Sensing historic opportunity, McWilliams devised a plan for a medical-marijuana advocacy-and-research entity called the Medical Botanical Foundation. He got in touch with Jeffrey Farrington, the "farmacist" for the LACBC, and invited him to grow for him, telling him they'd be "millionaires in a year" and that he wanted to be "the R.J. Reynolds of medical marijuana." Farrington declined to be involved. McWilliams then phoned his friend Buckley, who is a longtime foe of the War on Drugs. Buckley referred McWilliams to Richard Cowan, a Buckley friend who in the early nineties had been a director of the National Organization for the Reform of Marijuana Laws, where his tenure was marked by controversy. As a pot-patriate in Amsterdam, Cowan had befriended fellow American hempster and avid - albeit noncredentialed - medical-marijuana researcher Todd McCormick. Brimming with visions of becoming med-mar's first mogul, McWilliams got in touch with Cowan, who introduced him to Todd McCormick.
Twenty-six years old at the time he met McWilliams, Todd McCormick had suffered histiocytosis-X, a rare cancer, from the age of two to 15, and had undergone nine surgeries to remove tumors. As a result, the five-foot-six Rhode Islander was a gaunt 120 pounds - and a lifelong medical-marijuana crusader.
McCormick's first encounter with medical marijuana had been at the age of nine. His mother, Ann McCormick, who had read a magazine report on studies maintaining that cannabis could soften pain, reduce the nausea of chemotherapy and radiation, and restore one's appetite, gave Todd a joint and told him to smoke it like a cigarette. "It immediately removed my dizziness, my nausea, and gave me an appetite," McCormick stated to me in a 1997 interview. "My overall health increased." His cancer eventually went into remission, but because his left hip had failed to develop normally owing to repeated radiation treatments, as well as the fact that the first five vertebrae in his neck were fused, McCormick still suffered chronic pain. With his life radically improved by cannabis, he began researching and advocating medical marijuana, an endeavor in which he engaged with messianic fervor.

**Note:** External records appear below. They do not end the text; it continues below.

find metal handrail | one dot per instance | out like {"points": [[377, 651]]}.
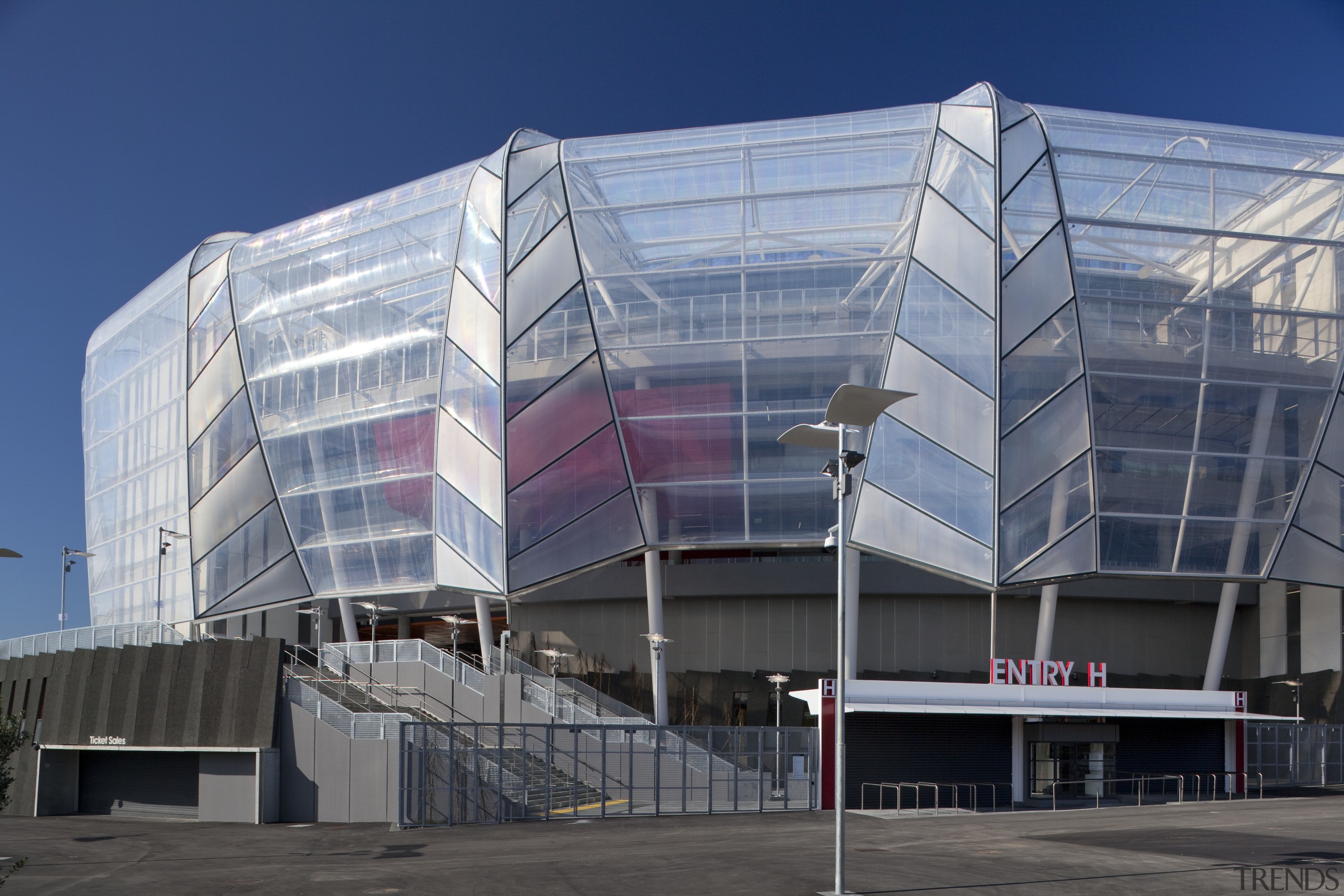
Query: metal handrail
{"points": [[1213, 774], [85, 638], [1136, 778]]}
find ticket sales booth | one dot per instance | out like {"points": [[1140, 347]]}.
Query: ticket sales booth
{"points": [[1046, 741]]}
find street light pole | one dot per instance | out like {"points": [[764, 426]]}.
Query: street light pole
{"points": [[777, 680], [848, 406]]}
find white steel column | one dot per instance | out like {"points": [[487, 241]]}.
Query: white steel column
{"points": [[1046, 621], [484, 628], [349, 630], [654, 593], [1222, 632], [851, 613]]}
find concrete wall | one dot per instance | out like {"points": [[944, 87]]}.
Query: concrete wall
{"points": [[229, 786], [326, 775]]}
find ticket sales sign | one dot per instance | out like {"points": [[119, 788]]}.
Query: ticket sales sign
{"points": [[1042, 672]]}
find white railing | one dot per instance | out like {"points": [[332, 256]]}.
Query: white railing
{"points": [[90, 637], [366, 726], [412, 650]]}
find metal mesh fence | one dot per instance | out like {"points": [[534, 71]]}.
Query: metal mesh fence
{"points": [[1296, 755], [475, 773]]}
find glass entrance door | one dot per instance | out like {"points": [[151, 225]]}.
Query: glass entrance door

In the two years before he was introduced to McWilliams, McCormick had cut a swath through the cannabis culture. He founded a medical-marijuana club in San Diego, and worked with Jack Herer, the father of the hemp movement, on a failed initiative to legalize marijuana in California. He also got busted in Ohio in July 1995 for having in his car more than 30 pounds of grass destined for a cannabis club in Rhode Island. He would eventually beat the Ohio rap when a judge ruled that the search and seizure were illegal, but three days after the arrest, the DEA shut down the San Diego club.

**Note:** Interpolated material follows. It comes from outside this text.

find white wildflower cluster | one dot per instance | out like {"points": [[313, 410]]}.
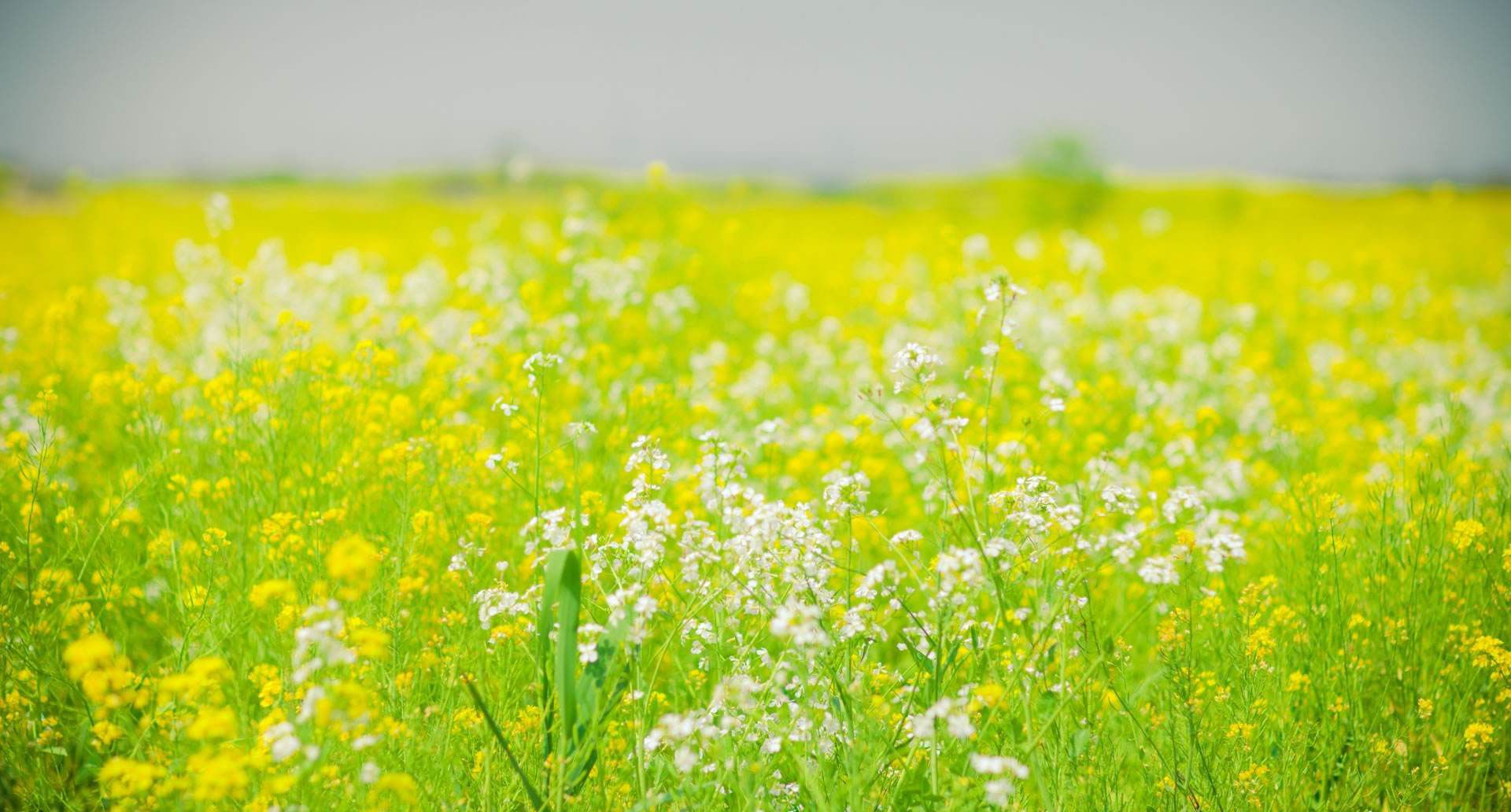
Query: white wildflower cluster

In November 1995, McCormick split for Amsterdam, the Shangri-la of over-the-counter cannabis coffee shops, and it was thus in Amsterdam that he met Cowan. Over the next year, McCormick experimented with different strains of weed to determine which were most efficacious for individual illnesses. Ironically, he found a marijuana low in THC and high in a less psychoactive cannabinoid called CBD to be most effective in controlling his neck pain. In the Netherlands he also edited one issue of a magazine called HempLife.
Upon hearing from McWilliams in December 1996, Todd flew to Los Angeles, where he and Peter struck a deal to write a book about medical marijuana - or perhaps create a video. ( They were often vague when asked about their arrangement. ) McWilliams immediately began writing checks - by his own estimate around $150,000 over time - to Todd, who had never written a book. A laughably slapdash volume called How to Grow Medical Marijuana, written by McCormick with a rambling 12-page foreword by McWilliams, was eventually published in 1999.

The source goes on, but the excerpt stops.